Wednesday, June 30, 2004

Passing On
(just rambling tonight... sorry if this is just crap)

The Little People and I have a funeral to attend this Friday. I know, very depressing post. Angie is a dear, dear person. I've never met her father, but I've heard a great deal about him from her. I feel for her. I've lost my mother, I know how desperately difficult it is to let go of a parent - especially one you are very close to. Angie is so cute, she never refers to her father as 'father', she always says "my daddy". Her eyes light up when she talks about him and what a great guy he is. She's daddy's little girl. I was always a Mamma's Girl. It's hard to loose that person, to not be daddy's/mamma's little girl. Every time I've gotten an update about Angie's dad I've dissolved into tears. I wish I could take her pain for her.
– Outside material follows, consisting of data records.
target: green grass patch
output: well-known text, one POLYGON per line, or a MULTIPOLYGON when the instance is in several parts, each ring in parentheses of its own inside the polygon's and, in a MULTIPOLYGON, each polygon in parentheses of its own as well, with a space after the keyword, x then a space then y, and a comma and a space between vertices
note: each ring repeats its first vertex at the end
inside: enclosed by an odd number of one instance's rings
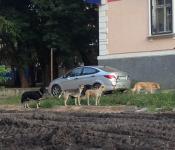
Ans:
POLYGON ((17 104, 20 104, 19 96, 0 98, 0 105, 17 105, 17 104))
MULTIPOLYGON (((95 100, 90 99, 90 104, 95 105, 95 100)), ((0 105, 20 105, 20 97, 1 98, 0 105)), ((74 99, 69 98, 67 105, 75 105, 74 99)), ((87 105, 87 100, 82 99, 81 105, 87 105)), ((175 92, 165 92, 156 94, 132 94, 132 93, 113 93, 103 95, 100 101, 101 106, 127 105, 140 108, 147 107, 149 111, 169 111, 175 108, 175 92)), ((31 101, 30 106, 35 108, 36 102, 31 101)), ((41 100, 41 108, 53 108, 64 106, 64 100, 57 97, 49 97, 41 100)))

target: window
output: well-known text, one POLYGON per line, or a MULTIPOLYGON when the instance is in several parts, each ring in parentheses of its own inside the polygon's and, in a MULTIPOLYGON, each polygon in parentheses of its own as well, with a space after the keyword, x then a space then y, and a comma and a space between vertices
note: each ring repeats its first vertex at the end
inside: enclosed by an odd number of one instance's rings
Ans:
POLYGON ((151 0, 152 35, 172 32, 172 0, 151 0))
POLYGON ((81 75, 82 68, 76 68, 69 72, 66 77, 76 77, 81 75))
POLYGON ((83 75, 89 75, 99 72, 97 69, 86 67, 83 69, 83 75))

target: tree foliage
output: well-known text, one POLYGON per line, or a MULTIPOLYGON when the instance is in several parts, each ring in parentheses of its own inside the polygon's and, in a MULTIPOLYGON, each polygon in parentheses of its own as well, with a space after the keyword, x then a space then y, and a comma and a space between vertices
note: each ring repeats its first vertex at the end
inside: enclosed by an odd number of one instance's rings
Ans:
POLYGON ((0 0, 1 61, 25 68, 97 64, 98 10, 83 0, 0 0))

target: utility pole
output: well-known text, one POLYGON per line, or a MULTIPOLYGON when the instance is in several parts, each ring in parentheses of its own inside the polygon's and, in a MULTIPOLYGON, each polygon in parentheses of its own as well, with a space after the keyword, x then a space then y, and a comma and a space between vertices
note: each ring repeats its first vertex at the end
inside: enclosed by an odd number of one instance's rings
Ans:
POLYGON ((53 80, 53 48, 50 50, 50 80, 53 80))

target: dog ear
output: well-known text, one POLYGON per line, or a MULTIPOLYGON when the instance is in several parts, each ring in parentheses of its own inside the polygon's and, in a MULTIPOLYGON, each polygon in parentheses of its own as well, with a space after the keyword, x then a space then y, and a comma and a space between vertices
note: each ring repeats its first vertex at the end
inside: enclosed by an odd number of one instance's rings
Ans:
POLYGON ((45 92, 46 92, 46 88, 45 88, 44 86, 41 87, 41 88, 40 88, 40 92, 41 92, 41 93, 45 93, 45 92))

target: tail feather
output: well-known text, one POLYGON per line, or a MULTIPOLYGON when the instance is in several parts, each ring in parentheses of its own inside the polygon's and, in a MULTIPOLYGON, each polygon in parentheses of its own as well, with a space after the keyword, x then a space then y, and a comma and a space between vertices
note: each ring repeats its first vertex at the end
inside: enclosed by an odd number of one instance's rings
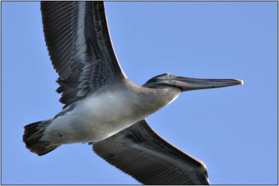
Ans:
POLYGON ((24 126, 23 142, 26 146, 38 155, 43 155, 56 149, 58 146, 49 146, 47 142, 40 142, 45 128, 50 124, 50 120, 33 123, 24 126))

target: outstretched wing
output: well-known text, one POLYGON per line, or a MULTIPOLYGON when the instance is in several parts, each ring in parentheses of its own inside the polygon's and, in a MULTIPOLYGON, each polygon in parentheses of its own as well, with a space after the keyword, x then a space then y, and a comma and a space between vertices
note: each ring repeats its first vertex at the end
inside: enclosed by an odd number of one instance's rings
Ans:
POLYGON ((41 10, 64 107, 126 78, 111 43, 103 1, 42 1, 41 10))
POLYGON ((95 152, 146 185, 209 185, 204 164, 158 135, 142 120, 96 143, 95 152))

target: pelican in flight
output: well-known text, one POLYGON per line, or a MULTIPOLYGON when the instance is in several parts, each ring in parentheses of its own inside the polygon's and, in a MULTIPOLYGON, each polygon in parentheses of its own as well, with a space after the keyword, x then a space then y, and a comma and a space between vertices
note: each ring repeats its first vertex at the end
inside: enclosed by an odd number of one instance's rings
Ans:
POLYGON ((41 2, 43 31, 59 77, 63 110, 24 127, 23 141, 38 155, 61 144, 89 143, 111 164, 143 184, 209 185, 205 164, 156 134, 145 118, 194 90, 241 85, 168 73, 138 86, 115 56, 103 1, 41 2))

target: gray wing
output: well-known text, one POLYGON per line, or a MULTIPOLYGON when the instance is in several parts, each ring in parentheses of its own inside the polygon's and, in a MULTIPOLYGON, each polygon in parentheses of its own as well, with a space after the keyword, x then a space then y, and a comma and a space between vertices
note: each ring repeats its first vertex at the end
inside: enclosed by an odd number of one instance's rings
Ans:
POLYGON ((205 165, 158 135, 142 120, 96 143, 95 152, 146 185, 209 185, 205 165))
POLYGON ((42 1, 41 11, 64 107, 126 78, 111 43, 103 1, 42 1))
I feel especially bad for her in that this is a time when she should be deliriously happy. She is getting married the end of July. My sister got married a week before our mother died. I remember how mom's impending death over shadowed her day, a day that should have been so happy for her. I hope that Angie's wedding being a little further from her father's passing will make it still a joyous occasion.

Anyway... I'm going to the funeral on Friday. The last funeral I was supposed to go to, I bailed on. I made an excuse about not being able to find child care - I made this after the fact so as to not have anyone offer a solution. I was a pussy. I still carry a great deal of guilt about it as the person who passed was a former co-worker. He was very fatherly and very sweet. I just didn't want to deal with it, he was the same age as my father. He has kids my age, grand kids my kids age. I'd like to say that I didn't want my final memories of him clouded by the memory of his sad funeral but that's just bull shit. Avoidance was easier. Deep down I'm a very emotional person. I sometimes just bubble over with emotions and I tend to be exceedingly sensitive. It's not exactly something I'm proud of or fond of - I really do try to hide it - the sensitive emotional side, I don't try to hide the bad temper I have, although I probably should. Anyway, this is why I avoided the funeral of my co-worker. I have this fear that I'll cry in front of everyone. I haven't cried at a funeral since my great grandmother's when I was a sophomore in high school. Seriously. I didn't cry at my mother's funeral. I wasn't raised to be like that. In these situations people fell into two categories - those who are to be silent and stoic and those who are to be brave and strong then fall into hysterics. I've always been in the first category - aside from my great grandmother's funeral (where I totally lost it and freaked everyone out by my hysterical crying). I don't cry in public. I've only cried in public once since that funeral - that was when my home was in a fire 6 and a half years ago - we lost almost everything. Thank G*d for friends, family and the kindness of strangers.

So anyway, I'm rambling... I dread the funeral because I empathic with Angie. I adore Angie and I wish I could take this pain from her. She's putting up such a brave front. I'd like to skip the funeral just because funerals are just morbid and depressing, I can't though. I'll go for Angie.